Au-delà des désaccords de fond, il y a très certainement des inimitiés personnelles. Gérard Noiriel sent la fin venir (je parle au niveau de l'activité intellectuelle, car je lui souhaite par ailleurs longue vie). Il n'est pas professeur au Collège de France, où il n'a pas eu droit à une chaire "histoire de l'immigration". Plus engagé mais beaucoup moins médiatique que l'opportuniste Boucheron, Noiriel doit se contenter d'une petite chronique dans l'émission d'histoire de France Culture. Bien qu'il fasse toujours figure de pionnier de l'histoire de l'immigration, il est trop intelligent pour ne pas se rendre compte que la nouvelle génération d'historiens, obsédée par la race et les questions identitaires que lui-même avait cru pouvoir tenir à distance, est en train d'instrumentaliser la recherche historique pour en faire une arme idéologique dans une ambiance délétère de guerre civile.
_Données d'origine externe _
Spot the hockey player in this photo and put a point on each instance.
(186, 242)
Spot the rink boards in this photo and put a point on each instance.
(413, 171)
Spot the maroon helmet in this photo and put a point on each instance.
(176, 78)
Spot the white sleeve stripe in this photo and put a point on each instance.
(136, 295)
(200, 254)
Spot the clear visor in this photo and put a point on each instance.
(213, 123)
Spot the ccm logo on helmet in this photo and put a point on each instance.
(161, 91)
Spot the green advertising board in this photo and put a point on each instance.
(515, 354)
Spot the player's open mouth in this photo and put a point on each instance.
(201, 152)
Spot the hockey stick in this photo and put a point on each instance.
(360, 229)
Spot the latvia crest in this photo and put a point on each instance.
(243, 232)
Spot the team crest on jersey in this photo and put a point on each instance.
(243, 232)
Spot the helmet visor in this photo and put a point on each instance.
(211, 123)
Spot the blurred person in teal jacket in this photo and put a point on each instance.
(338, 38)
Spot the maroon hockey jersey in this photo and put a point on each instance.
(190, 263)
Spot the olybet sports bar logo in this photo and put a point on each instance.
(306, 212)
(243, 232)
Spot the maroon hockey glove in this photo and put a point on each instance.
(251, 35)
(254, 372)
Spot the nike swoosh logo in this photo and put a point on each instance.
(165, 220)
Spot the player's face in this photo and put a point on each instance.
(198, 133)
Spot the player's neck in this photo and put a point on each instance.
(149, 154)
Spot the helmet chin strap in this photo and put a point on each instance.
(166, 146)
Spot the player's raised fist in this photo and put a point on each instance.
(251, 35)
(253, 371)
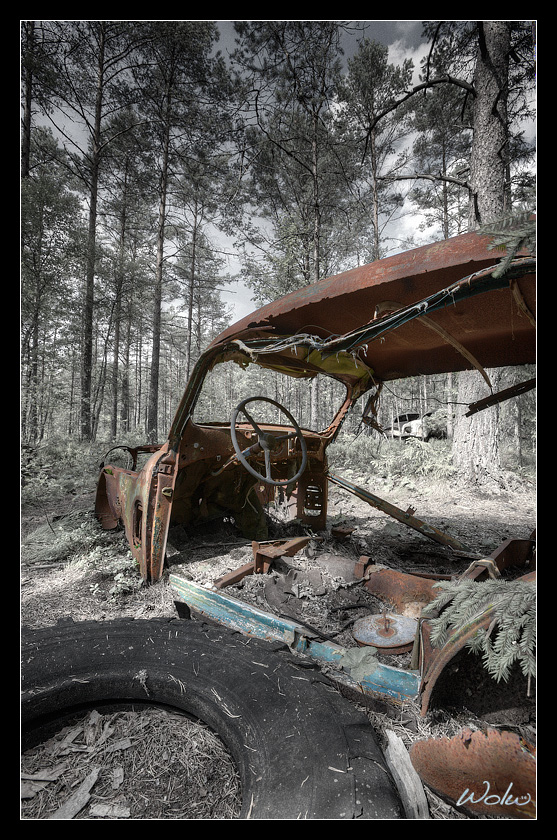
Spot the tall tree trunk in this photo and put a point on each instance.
(153, 404)
(88, 307)
(475, 440)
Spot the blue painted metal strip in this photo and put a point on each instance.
(245, 618)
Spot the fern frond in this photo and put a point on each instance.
(512, 634)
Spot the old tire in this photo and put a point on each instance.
(301, 749)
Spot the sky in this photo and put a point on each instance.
(404, 40)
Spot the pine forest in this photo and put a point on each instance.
(165, 162)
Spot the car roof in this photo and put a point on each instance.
(434, 309)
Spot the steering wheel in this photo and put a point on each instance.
(266, 443)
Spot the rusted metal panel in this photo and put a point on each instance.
(451, 282)
(485, 773)
(380, 680)
(362, 327)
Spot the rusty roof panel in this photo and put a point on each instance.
(491, 326)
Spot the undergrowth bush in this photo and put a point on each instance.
(392, 459)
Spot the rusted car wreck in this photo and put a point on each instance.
(439, 308)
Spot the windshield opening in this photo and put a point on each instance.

Tout cela, Gérard Noiriel ne l'a sans doute pas voulu, mais il n'a pas su voir que sa démarche intellectuelle ouvrait la voie à de dangereuses dérives. Quand les dieux veulent vous punir, ils vous exaucent. Noiriel a voulu "légitimer" l'étude de l'immigration, il a voulu en faire un point central de la recherche historique en France. Il a réussi au-delà de toutes ses espérances. Mais le monstre qu'il a nourri finira par le dévorer et, à mon avis, il ne s'écoulera que peu de temps avant que Noiriel, accusé lui-même d'être un "homme blanc", ne soit rejeté par les nouveaux adeptes des black studies et les chercheurs spécialistes des minorités [3]. Comment un homme blanc peut-il oser retracer le parcours du clown Chocolat et comprendre les discriminations dont les noirs sont victimes depuis l'aube des temps?

 

Il reste qu'il est jouissif de voir les intellectuels de gauche ringardisés les uns après les autres par une génération qu'ils ont élevée dans la haine de la France et du roman national, et dans le culte de l'Autre et de la diversité. Gérard Noiriel récolte ce qu'il a semé...

 

[1] Comme souvent avec les ouvrages collectifs, le résultat est très inégal. Certaines dates sont judicieuses et les notices de bonne qualité. D'autres choix sont plus abracadabrantesques.

 

[2] L'auteur de ces lignes ayant tenté le concours d'entrée à l'ENS et l'agrégation d'histoire, il est bien placé pour apprécier le niveau de connaissances et l'envergure intellectuelle nécessaires à la réussite desdits concours.  

 

[3] Je renvoie à cet article humoristique sur la recherche française en sciences sociales. Il se pourrait que la réalité s'en rapproche d'ici peu!